North Korea fired what appeared to be two cruise missiles off the west coast last weekend, the South Korean military said Wednesday, the first known weapons test by the secretive country since U.S. President Joe Biden took office in January.

The United States reacted in a restrained manner, with senior officials saying that they see the move as "normal" military activity by Pyongyang and will leave the door open for dialogue.

The development came as the Biden administration is in the final stages of reviewing U.S. policy toward North Korea. National security advisers of the United States, Japan and South Korea plan to meet next week in Washington to coordinate their approaches.

A firepower strike drill conducted by the North Korean military on March 9, 2020, as reported by KCNA. (KCNA/Kyodo)

Biden denied that North Korea's military activity, which South Korea said took place Sunday morning, amounted to serious provocation.

"According to the Defense Department, it's business as usual. There's no new wrinkle in what they did," the president told reporters in Washington on Tuesday.

The senior administration officials emphasized during a press call that the testing of what they called a "short-range system" fell into the category of "normal military activity" by Pyongyang and there was no violation of U.N. Security Council resolutions restricting North Korea's ballistic missile program.

"North Korea has a familiar menu of provocations when it wants to send a message to a U.S. administration: ballistic missiles of various range, mobile and submarine launch platforms, nuclear and thermonuclear tests. Experts rightly recognized what took place last weekend as falling on the low end of that spectrum," one of the officials said.
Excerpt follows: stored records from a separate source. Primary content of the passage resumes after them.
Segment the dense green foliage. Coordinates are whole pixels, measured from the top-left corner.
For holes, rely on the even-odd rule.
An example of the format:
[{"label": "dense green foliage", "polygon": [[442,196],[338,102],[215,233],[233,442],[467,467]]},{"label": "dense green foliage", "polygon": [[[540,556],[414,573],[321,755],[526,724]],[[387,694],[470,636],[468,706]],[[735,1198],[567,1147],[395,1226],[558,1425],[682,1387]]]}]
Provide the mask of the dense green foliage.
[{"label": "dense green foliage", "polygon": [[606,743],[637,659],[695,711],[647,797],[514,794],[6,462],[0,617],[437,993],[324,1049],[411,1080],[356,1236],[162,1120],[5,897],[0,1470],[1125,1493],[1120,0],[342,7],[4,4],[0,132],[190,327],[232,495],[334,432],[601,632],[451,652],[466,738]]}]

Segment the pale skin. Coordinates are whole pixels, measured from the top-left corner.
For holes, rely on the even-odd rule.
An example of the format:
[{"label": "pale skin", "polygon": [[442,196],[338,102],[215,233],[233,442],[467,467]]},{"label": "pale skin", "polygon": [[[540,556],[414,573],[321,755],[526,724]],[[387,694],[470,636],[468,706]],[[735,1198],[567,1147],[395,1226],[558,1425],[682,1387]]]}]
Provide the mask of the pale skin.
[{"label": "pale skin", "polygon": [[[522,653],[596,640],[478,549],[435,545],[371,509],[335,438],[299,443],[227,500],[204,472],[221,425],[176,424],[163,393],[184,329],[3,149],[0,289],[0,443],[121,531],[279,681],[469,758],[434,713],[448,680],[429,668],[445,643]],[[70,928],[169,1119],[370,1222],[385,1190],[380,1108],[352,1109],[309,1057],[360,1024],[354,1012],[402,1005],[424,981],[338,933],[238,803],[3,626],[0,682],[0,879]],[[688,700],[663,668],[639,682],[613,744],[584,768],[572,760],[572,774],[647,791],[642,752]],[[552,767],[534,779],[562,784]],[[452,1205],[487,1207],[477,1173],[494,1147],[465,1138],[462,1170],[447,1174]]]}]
The Biden administration has been reaching out to North Korea from mid-February in a bid to reduce the risk of escalation, but has yet to receive any direct response through diplomatic channels.

"We do not see the activity that took place this weekend is closing that door (of dialogue)," the official said.

Reflecting the administration's emphasis to work closely with the two key allies in Asia to achieve North Korea's denuclearization, another official said Biden's National Security Adviser Jake Sullivan will have a trilateral session with his Japanese and South Korean counterparts as well as bilateral engagements with them next week.

"We'll review...all the issues of critical concern...We'll try to strategize about how best we can coordinate going forward," the official said, noting that Japan is "very focused" on having the issue of North Korea's past abduction of Japanese nationals taken into consideration.

He also said the gathering is part of efforts to "improve communications between Seoul and Tokyo" which have been increasingly soured by a bilateral dispute over the compensation of wartime labor during Japan's 1910-1945 colonial rule of the Korean Peninsula.

"We believe a strong working relationship between Japan and South Korea is in the clear national security interests of the United States," he said.

North Korea has not tested any intercontinental ballistic missiles or nuclear devices since 2017.

But the country is believed to have continued honing its military capabilities, such as through the test-firing of short-range missiles, while nuclear negotiations with the administration of Biden's predecessor Donald Trump were in a stalemate.

Last week, Kim Yo Jong, younger sister and close aide of North Korean leader Kim Jong Un, lambasted the U.S.-South Korea military exercises that were taking place at that time and criticized the new U.S. administration for wanting to spread the "smell of gunpowder from across the ocean."

The week also coincided with a trip to Asia by U.S. Secretary of State Antony Blinken and Defense Secretary Lloyd Austin for meetings with their Japanese and South Korean counterparts to showcase the strength of their alliances.